The following signs and symptoms may indicate gum recession:

  • Sensitive teeth – teeth become sensitive to hot and cold or to sweet, sour, or spicy foods. If the cementum covering the root is not protected any more by the gums it is easily abraded exposing the dentin tubules to external stimuli.
  • Teeth may also appear longer than normal (a larger part of the crown is visible if gums are receding).
  • The roots of the tooth are exposed and visible.
  • The tooth feels notched at the gum line
  • Change in the tooth’s colour (due to the colour difference between enamel and cementum).
  • Spaces between teeth seem to grow (actually the space is the same but it seems larger because the gums do not fill it any more).
  • Cavities below the gum line.

If the gum recession is caused by gingivitis, the following symptoms may also be present:

  • Puffy, red, or swollen (inflamed) gums.
  • Gum bleeding while brushing or flossing.
  • Bad breath (halitosis).

In some cases, it is the treatment of gingivitis that reveals a gum recession problem, which was previously masked by the gums swelling.

Treatment

Treatment should start with addressing the problem which caused the gum recession. If overactive brushing is the cause, you should consider purchasing an electric toothbrush or a softer toothbrush and use a more gentle and appropriate brushing technique.

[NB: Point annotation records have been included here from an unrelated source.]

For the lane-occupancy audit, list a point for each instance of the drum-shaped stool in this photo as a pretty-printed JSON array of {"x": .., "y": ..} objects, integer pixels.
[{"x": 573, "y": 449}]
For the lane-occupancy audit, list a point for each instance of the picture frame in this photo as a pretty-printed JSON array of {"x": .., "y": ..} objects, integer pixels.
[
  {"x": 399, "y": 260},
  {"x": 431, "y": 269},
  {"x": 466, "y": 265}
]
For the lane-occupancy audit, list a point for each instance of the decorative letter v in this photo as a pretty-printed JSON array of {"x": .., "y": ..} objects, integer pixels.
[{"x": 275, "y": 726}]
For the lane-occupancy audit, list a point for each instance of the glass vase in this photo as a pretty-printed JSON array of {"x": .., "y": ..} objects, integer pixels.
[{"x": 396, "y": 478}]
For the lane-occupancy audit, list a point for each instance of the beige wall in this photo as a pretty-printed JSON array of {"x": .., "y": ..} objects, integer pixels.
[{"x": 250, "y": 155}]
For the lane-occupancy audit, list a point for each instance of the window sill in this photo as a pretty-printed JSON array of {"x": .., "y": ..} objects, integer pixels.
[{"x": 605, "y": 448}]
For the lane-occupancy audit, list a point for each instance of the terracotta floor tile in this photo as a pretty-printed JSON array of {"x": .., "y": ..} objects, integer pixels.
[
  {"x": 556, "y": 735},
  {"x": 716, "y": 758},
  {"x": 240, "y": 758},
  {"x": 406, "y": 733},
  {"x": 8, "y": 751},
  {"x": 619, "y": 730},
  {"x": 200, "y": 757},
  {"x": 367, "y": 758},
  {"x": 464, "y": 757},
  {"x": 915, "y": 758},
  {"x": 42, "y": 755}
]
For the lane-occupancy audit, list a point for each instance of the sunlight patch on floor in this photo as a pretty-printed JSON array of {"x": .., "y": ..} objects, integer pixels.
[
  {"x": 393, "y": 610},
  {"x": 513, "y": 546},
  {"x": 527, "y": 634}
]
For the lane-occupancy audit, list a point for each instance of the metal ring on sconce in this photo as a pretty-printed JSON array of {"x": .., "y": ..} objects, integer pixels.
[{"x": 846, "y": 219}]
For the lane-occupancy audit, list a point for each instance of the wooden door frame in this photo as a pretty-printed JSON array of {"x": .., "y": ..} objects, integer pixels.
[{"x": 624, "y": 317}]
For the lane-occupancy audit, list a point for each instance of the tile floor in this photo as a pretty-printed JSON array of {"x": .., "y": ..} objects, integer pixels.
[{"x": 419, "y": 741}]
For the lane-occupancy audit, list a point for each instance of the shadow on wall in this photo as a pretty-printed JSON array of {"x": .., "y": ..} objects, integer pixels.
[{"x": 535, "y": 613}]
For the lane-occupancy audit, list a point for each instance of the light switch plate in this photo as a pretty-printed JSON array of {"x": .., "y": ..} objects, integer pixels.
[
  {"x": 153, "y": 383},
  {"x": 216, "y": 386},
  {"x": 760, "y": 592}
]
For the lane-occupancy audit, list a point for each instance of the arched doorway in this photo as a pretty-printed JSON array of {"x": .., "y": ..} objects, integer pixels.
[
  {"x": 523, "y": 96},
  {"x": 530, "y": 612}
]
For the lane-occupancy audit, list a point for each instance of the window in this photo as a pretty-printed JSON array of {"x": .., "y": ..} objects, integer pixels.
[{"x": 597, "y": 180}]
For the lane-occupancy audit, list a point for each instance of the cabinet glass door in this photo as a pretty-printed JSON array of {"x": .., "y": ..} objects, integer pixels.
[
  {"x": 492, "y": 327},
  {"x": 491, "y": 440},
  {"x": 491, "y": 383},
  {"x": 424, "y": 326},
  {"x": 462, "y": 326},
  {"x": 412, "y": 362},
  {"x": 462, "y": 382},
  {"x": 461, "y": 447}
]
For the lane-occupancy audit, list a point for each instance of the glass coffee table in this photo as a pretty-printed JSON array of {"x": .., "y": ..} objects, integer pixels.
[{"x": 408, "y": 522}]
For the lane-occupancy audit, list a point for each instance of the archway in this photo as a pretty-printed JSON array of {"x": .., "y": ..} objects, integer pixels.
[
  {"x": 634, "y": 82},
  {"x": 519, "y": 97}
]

If poor plaque control was a contributing factor, improved oral hygiene must be performed, combined with regular professional dental cleanings (prophylaxis).
If a more severe calcified form of plaque accumulation called calculus (tartar) was the cause, then a procedure called scaling and root planing will be necessary to clean the teeth and heal inflammation in the gingivae (gums).

If malocclusion (incorrect bite) was a factor a bite splint may be recommended. Our dental hygienists are fully qualified to manage (assess, plan, and treat) the situation that is specific to you.